Students use this simulation of a Rube Goldberg device, which successfully captures a burglar. As students try various designs, they are identifying the transformations that are occurring to help solidify understanding of the Law of Conservation of Energy. Upon completing that activity, students begin the second Rube Goldberg simulation, which has students design a device that is inspired by the classic Tom and Jerry Cartoon.
Depending on time, you may have to start this part of the lesson on day 2. Students design a contraption that successfully captures Jerry, based off of the game Mousetrap. This lesson sets out to build understanding towards MS-PS3-5, which focuses on energy transferred to or from an object. Students develop SP1 (Defining Problems) as they identify the challenge of designing a solution to the problem of capturing the burglar in this simulation. SP6 (Designing Solutions) will be bolstered as students design solutions to each challenge. However, the main focus is for students to accurately identify the energy transformations taking place between each part of the Rube Goldberg contraption.
P.E.O.E. is utilized in each activity to provide structure and help keep students focused on the rigor in each lesson, based on building understanding of energy transformations and the design process.
Students are asked to make the Rube Goldberg contraption function by having all the parts work together so that the dog attacks the burglar. Students should use this link for the lesson.
As students are trying different iterations of the design, they can think about the energy transformations that occur between each part. This will assist in deepening understanding of transformations, as well as help student realize that there are many different types of energy that make work possible.
As students are working on this aspect of the lesson, I circulate around the room asking clarifying questions. For instance, if I notice that a student is misidentifying the type of energy transformation, I guide them through the process of looking through their notes to find the correct transformation.
This is also a good time to clarify the difference between forms of energy. For example, if a student incorrectly identifies a form of energy as electromagnetic, but it's actually thermal, we can discuss the difference and help my students see the difference. Remember -- learning happens over time, so celebrate mistakes and support your students along the way.

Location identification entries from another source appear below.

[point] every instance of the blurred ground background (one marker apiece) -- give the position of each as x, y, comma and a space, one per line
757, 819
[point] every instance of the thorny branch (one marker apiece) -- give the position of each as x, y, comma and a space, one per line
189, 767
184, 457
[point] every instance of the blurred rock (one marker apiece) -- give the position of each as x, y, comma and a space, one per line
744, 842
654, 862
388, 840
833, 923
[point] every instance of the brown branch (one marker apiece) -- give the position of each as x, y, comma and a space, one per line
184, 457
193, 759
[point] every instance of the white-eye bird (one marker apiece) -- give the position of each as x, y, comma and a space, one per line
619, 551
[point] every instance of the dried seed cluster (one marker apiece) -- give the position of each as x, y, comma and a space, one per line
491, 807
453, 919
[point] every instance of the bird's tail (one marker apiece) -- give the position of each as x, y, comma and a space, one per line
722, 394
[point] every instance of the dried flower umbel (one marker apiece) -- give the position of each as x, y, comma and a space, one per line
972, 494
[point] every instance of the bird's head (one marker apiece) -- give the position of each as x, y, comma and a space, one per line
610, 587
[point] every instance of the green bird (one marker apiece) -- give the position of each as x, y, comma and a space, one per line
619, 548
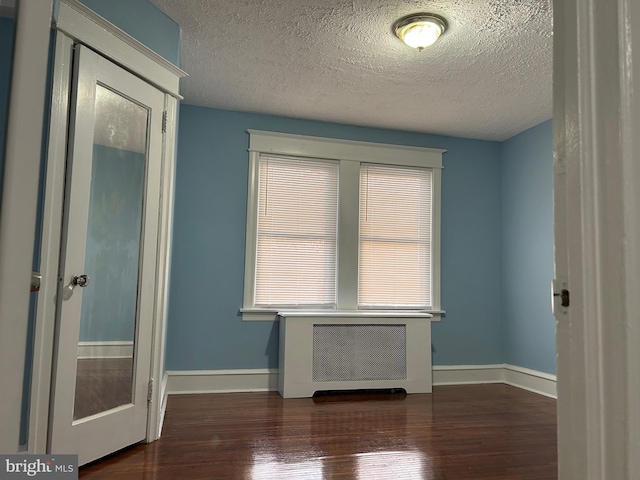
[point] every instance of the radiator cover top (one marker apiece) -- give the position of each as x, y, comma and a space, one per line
359, 352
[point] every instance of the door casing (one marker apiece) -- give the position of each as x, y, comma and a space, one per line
76, 24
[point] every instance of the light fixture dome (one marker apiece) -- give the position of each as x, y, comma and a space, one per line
419, 30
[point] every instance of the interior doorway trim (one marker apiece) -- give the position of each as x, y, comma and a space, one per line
110, 42
90, 29
19, 204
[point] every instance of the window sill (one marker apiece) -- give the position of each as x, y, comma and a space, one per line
257, 315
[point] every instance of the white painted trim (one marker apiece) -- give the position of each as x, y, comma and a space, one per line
467, 374
349, 153
261, 380
87, 350
156, 415
531, 380
222, 381
50, 249
164, 395
336, 149
52, 221
84, 25
23, 155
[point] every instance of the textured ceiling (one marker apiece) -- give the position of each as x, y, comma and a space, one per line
489, 75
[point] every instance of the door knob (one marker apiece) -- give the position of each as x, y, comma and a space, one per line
81, 280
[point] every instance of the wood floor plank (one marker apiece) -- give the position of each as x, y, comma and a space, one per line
494, 432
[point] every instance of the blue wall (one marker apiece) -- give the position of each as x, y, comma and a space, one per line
205, 331
143, 21
527, 240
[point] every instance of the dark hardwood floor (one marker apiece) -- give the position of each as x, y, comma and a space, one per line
458, 432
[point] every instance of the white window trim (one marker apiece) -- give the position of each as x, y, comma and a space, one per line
350, 154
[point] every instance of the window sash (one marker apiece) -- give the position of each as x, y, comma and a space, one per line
395, 237
296, 251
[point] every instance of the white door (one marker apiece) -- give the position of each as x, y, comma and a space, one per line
105, 303
597, 243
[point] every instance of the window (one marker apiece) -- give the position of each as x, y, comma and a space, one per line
340, 225
395, 237
297, 239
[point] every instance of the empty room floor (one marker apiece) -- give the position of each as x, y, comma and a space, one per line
457, 432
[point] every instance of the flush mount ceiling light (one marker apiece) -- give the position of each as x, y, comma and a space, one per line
420, 30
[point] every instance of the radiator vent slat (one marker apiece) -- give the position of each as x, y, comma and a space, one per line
359, 352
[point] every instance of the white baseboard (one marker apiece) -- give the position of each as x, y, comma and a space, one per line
525, 378
164, 393
222, 381
531, 380
263, 380
467, 374
117, 349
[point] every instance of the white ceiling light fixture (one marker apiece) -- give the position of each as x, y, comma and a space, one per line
420, 30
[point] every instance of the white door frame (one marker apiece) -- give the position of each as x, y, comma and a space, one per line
19, 204
597, 173
77, 24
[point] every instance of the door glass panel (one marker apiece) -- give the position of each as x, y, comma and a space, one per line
106, 346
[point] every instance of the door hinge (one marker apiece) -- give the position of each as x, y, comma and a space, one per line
564, 297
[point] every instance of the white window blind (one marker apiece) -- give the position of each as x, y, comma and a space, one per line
394, 269
297, 232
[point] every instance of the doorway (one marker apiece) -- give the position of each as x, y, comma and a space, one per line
108, 261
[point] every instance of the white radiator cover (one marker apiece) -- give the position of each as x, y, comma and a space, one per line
353, 350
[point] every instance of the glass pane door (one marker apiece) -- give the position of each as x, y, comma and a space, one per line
104, 375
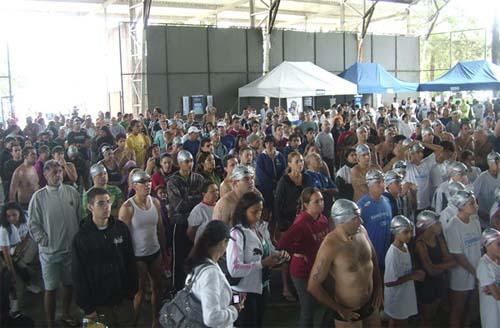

As students are working on the simulations, they were recording observations and outcomes. Now that students have completed the simulation, it is important to have them share their thoughts within their groups. Since you won't be able to check in with every student during the previous stage, this is a great time to have students discuss what type of energy transformations are taking place. As you circulate, you can then have a conversation with 4-5 students, as opposed to 1 or 2, maximizing your ability to connect with your students and clarify anything.
As that process comes to a conclusion, I review the ideas with the class as a whole, ensuring that everyone has the opportunity to hear other students' ideas, which we will continue to investigate in future lesson.